Make that move to the Old Lady and the best case-scenario becomes Hernan Crespo at Inter, a standout player who’d decide matches for a couple of seasons before being painted over by a more significant figure in the club’s fresco soon thereafter. Worst case, he’s Iaquinta or Pizarro, his former compatriots who faded into irrelevance and rotted on the bench respectively after the moves to the big time; had it happened to him, Di Natale’s sole escape would have been to an outpost no more glamorous than the one he’d forsaken, only without the added dynamic of his role as the center of Udine’s universe that made him special in the first place.
By staying at Udinese, he guaranteed his immortality in the one place he ever had a shot at it.

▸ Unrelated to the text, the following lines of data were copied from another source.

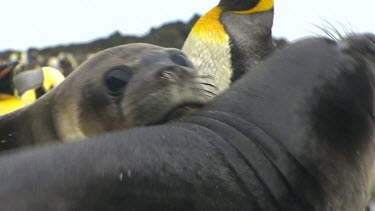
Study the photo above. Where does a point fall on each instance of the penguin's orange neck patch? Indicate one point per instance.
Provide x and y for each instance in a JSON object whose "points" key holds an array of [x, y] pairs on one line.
{"points": [[263, 5], [209, 28]]}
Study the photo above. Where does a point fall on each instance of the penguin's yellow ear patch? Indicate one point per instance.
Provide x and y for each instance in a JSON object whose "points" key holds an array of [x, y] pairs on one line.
{"points": [[209, 28], [263, 5]]}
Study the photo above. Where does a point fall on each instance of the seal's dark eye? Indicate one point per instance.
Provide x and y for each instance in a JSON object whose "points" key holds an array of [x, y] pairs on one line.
{"points": [[181, 60], [117, 79]]}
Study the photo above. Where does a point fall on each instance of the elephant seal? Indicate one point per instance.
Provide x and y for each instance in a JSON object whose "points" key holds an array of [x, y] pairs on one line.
{"points": [[119, 88], [294, 134], [231, 39]]}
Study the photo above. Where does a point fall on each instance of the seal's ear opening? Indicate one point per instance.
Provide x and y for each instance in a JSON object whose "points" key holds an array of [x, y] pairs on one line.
{"points": [[117, 79]]}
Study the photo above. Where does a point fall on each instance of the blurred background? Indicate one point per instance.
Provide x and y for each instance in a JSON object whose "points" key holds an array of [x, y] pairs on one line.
{"points": [[62, 34]]}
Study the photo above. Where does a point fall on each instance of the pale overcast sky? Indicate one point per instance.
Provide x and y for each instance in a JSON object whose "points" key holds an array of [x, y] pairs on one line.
{"points": [[41, 23]]}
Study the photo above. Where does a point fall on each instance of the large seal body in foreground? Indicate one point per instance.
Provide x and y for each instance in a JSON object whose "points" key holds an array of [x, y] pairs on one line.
{"points": [[119, 88], [294, 134]]}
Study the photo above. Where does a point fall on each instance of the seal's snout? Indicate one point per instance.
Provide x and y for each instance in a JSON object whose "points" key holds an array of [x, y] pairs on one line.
{"points": [[175, 73]]}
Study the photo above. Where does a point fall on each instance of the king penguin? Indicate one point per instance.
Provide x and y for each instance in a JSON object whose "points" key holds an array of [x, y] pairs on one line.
{"points": [[230, 39], [21, 89]]}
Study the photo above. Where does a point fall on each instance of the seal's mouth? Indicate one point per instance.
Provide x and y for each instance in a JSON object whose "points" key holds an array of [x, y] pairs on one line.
{"points": [[179, 111]]}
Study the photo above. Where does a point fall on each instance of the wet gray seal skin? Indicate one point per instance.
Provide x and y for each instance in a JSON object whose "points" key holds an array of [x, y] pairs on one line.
{"points": [[119, 88], [294, 134]]}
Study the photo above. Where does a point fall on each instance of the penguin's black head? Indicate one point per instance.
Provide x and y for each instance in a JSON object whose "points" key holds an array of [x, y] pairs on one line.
{"points": [[238, 5]]}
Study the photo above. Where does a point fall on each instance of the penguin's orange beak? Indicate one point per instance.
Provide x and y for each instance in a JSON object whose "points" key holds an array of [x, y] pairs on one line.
{"points": [[6, 68]]}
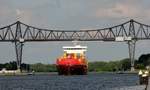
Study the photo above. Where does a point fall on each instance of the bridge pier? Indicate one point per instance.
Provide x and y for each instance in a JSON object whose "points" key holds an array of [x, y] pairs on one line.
{"points": [[19, 48], [131, 47]]}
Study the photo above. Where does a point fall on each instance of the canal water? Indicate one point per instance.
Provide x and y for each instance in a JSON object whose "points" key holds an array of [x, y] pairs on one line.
{"points": [[92, 81]]}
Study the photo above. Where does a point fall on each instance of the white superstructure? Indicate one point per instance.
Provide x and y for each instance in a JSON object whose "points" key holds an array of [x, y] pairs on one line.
{"points": [[75, 49]]}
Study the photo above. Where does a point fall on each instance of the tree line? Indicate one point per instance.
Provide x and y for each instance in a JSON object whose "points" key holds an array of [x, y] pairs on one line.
{"points": [[97, 66]]}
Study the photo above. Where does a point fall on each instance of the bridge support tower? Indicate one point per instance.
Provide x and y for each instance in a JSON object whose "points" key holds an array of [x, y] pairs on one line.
{"points": [[19, 42], [131, 47]]}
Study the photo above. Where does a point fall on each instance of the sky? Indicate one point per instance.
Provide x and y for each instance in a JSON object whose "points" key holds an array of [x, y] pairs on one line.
{"points": [[72, 15]]}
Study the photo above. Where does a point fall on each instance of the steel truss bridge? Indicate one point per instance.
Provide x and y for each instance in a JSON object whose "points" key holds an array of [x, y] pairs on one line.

Di Natale isn’t emblematic of the club’s success so much as he is symbiotic with it, the lifeblood of its triumphs; remove him from its history books and you’re left to parcel through an Intertoto Cup win, a couple of youth team awards, and a Coppa Italia runner-up finish as the contenders for its greatest conquest. It might not be ten years before his name is forgotten in most corners of the world but in a town where the stadium can house nearly half the population, his legacy is built to endure.
With the final hours of the season having ticked away, rumors are percolating that this campaign could be Toto’s last. The annual gauntlet with the Wave has gone in his favor; with the win against Catania last Sunday, Udinese finished third in the table and secured its place in the Champions League for the second consecutive season. If this truly is the end, there are much worse ways to go out.
Whenever it does happen, though, there will be a going away party and people will be tabbed to speak at it. They’ll tell funny stories; they’ll congratulate him on his accomplishments; they’ll wish him well in his future endeavors. The town near the Slovenian border will flood its streets for to celebrate the man who never left them, even though they’ll feel a little sad, a little hurt, and a little abandoned that his time there has come to an end.
But more than any of those things, they’ll be grateful for the man whose last name means Christmas, and the many gifts he gave them — including the ones he gave himself, too.